System wide atomics

Since System wide atomics as per NVIDIA documentation was enabled with Pascal and CUDA 8 I am very surprised to see that it does not work on Jetson tx2 which was a such a good candidate to use these features. Any reason why this was not enabled?

Surprisingly the information available on product website has no mention of this and neither in any documentation. I believe this limitation should be highlighted on the documentation for developer information.

Hi,

Thanks for your question.
We will check this issue and reply information to you later.

Hi,

Sorry for keeping you waiting.

Currently, atomics[op]_system is only available on 64-bit (x86-64) Linux.
Loading a CUDA module that uses those _system atomics will fail on other systems.

Thanks and sorry for the inconvenience.

Yes I realized this. My question is why? Is it a ARM limitation and a chance to have this feature in the future? Thanks

Also this limitation should be posted on the user guide for one simple reason. The code compiles correctly. But when running the malloc’s fail. To a developer it appears something else is wrong.

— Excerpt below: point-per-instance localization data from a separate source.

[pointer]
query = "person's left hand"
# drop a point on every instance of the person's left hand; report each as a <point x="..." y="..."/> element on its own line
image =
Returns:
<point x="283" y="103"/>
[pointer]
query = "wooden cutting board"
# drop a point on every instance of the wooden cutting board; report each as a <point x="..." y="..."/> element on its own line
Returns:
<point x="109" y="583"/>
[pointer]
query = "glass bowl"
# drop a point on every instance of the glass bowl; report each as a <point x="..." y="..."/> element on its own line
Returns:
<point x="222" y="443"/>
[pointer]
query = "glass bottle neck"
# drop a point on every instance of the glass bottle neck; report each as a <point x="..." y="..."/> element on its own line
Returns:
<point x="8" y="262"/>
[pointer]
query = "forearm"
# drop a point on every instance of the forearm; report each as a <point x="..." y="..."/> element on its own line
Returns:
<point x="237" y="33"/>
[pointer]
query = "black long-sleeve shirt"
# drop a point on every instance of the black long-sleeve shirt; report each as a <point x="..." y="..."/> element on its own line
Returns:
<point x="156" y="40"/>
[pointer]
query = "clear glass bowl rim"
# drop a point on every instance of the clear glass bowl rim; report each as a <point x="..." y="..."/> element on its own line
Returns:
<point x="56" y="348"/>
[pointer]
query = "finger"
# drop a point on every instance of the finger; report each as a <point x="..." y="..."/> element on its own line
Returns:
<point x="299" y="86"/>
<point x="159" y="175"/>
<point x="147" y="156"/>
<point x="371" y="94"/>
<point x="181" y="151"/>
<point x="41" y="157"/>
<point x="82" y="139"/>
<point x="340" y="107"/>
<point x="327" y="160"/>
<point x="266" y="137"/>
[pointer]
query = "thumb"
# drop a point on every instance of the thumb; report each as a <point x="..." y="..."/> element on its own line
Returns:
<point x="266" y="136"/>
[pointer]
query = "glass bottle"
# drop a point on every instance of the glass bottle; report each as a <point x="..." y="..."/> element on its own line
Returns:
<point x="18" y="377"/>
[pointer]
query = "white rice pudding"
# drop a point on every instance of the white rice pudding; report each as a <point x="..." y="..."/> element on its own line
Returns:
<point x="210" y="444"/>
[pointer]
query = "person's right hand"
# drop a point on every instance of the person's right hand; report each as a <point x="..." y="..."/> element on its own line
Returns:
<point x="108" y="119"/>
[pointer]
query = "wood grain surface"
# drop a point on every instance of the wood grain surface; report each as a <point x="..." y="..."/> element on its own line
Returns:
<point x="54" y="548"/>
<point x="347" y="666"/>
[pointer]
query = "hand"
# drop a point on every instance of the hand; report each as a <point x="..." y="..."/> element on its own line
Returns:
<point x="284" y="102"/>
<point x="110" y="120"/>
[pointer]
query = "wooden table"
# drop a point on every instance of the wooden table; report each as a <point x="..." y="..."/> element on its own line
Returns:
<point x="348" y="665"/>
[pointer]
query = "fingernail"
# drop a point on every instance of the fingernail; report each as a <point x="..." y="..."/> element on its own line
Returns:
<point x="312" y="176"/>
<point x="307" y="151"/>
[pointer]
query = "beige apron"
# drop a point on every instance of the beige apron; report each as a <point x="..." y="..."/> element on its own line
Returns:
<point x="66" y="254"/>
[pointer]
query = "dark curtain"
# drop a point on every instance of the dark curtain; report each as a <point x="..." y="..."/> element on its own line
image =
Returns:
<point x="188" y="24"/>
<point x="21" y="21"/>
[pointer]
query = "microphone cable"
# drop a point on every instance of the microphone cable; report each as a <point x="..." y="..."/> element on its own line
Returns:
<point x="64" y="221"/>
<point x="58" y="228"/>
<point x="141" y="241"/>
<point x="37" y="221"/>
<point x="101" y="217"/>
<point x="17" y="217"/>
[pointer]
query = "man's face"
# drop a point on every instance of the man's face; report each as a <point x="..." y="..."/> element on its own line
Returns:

I had to spend a lot of time debugging it to understand the reason the mallocs were failing were because the application used system wide atomics.

Hi,

Sorry for the inconvenience.
We will add this information into our document.

System wide atomics is quite complex and require some kernel driver handling but is not done for TX2.

Hi,

FYI.
We have updated supported architecture information into CUDA document.
Information can be found in our next release.

Thanks for your feedback.

Thank you. Is there any plan for a driver release that will support system wide atomics or is there no chance for the TX2?